Mergers and Acquisitions Return to Favor

Fresh from a string of disappointing financial results and burdened by sagging growth rates, consumer products makers may turn to a time-honored solution — mergers and acquisitions.

Many companies, such as Procter & Gamble, Unilever and Sara Lee have said they plan to focus on their core businesses and get rid of poorly performing assets.

Dial, struggling with weak financial results, says it’ll consider all options, leading many analysts to believe the company might consider a partial or a full sale.

Meanwhile, Gillette, itself an object of takeover speculation, recently entered into an agreement to sell its stationary business, while also abandoning a plan to find a buyer for its Braun appliance unit.

A Hard Year for Consumer Stocks Despite some takeover speculation, most consumer products stocks continue to suffer thanks to all the problems the companies have confronted this year. Higher raw material prices, a sagging Euro, decreasing inventories at retail stores and a highly intense, competitive environment among consumer goods manufacturers have made it a difficult year for household products makers.

Most analysts agree that scale is an advantage for consumer products manufacturers, as large retailers like Wal-Mart expand globally and look for suppliers that sell a wide variety of products and have well-developed marketing, advertising and distribution channels. But when and how the industry’s consolidation will occur is a subject for debate.

William Steele, an analyst with Banc of America Securities, says he expects significant M&A activity in the next few years, with larger companies getting rid of noncore brands, overseas companies merging with North American companies and middle-tier companies rethinking their core categories.

“This is not necessarily a piece that’s indicative of earnings acceleration; this is a survival strategy,” says Steele, whose firm has done underwriting for Dial. “Middle-tier companies are faced with two choices: lose market share or increase spending to maintain market share. The middle-tier suppliers have almost got to start joining up.”

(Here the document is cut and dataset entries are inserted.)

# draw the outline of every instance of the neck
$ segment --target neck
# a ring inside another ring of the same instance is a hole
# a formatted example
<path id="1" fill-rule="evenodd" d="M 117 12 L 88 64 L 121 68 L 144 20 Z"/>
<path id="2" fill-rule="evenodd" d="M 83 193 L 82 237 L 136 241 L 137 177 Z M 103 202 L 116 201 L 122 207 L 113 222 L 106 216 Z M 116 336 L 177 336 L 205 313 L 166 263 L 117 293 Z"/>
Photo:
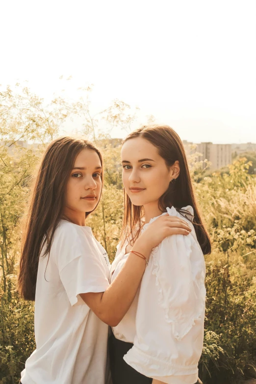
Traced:
<path id="1" fill-rule="evenodd" d="M 77 212 L 71 209 L 68 207 L 65 207 L 63 211 L 63 215 L 74 224 L 81 227 L 84 227 L 85 225 L 85 212 Z"/>
<path id="2" fill-rule="evenodd" d="M 151 219 L 160 216 L 163 212 L 158 208 L 158 202 L 150 203 L 143 205 L 145 215 L 145 223 L 149 223 Z"/>

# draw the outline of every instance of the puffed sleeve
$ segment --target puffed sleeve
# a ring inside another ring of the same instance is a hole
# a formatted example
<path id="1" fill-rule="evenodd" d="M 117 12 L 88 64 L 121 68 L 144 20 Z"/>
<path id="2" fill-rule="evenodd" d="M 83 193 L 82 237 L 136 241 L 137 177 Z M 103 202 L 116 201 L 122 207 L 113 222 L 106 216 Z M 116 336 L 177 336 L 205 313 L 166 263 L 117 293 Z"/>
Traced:
<path id="1" fill-rule="evenodd" d="M 109 283 L 105 270 L 90 236 L 65 223 L 55 242 L 56 264 L 72 306 L 84 304 L 80 293 L 104 292 Z"/>
<path id="2" fill-rule="evenodd" d="M 182 217 L 174 208 L 167 211 Z M 141 282 L 134 345 L 124 358 L 142 374 L 168 384 L 198 379 L 205 263 L 194 234 L 173 235 L 153 250 Z"/>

The Candidates Are … Companies that are often bandied about as potential merger candidates in that category include Playtex, Alberto-Culver (maker of Alberto VO5 shampoo), Church & Dwight (maker of Arm & Hammer baking soda) and Dial. A Playtex spokeswoman declined to comment on merger speculation, while spokespeople from Dial and Church & Dwight didn’t return calls seeking comment.

An Alberto-Culver spokesman says his company is confident of its ability to make it alone. The maker of Static Guard had sales of $1.9 billion in 1999, a drop in the bucket compared to P&G’s $38.1 billion in fiscal 1999.

“We’re a 45-year-old company, and we’ve been hearing predictions of our demise for 44 of those years,” says spokesman Daniel Stone. “There’s something to be said for competitive tension in the market and companies that can bring you the best deals and the most creative advertising. When that number dwindles to two or three, there’s a tendency for that to stop.”

Dial’s management changeover recently revived speculation about the fate of the beleaguered soap maker.

“I think this industry continues to be ripe for consolidation, and I think over time Dial will go out that way,” says Franklin Morton, director of research at Chicago’s Ariel Capital, which owns and Dial and Clorox Co. “To me, it’s a when and not an if.”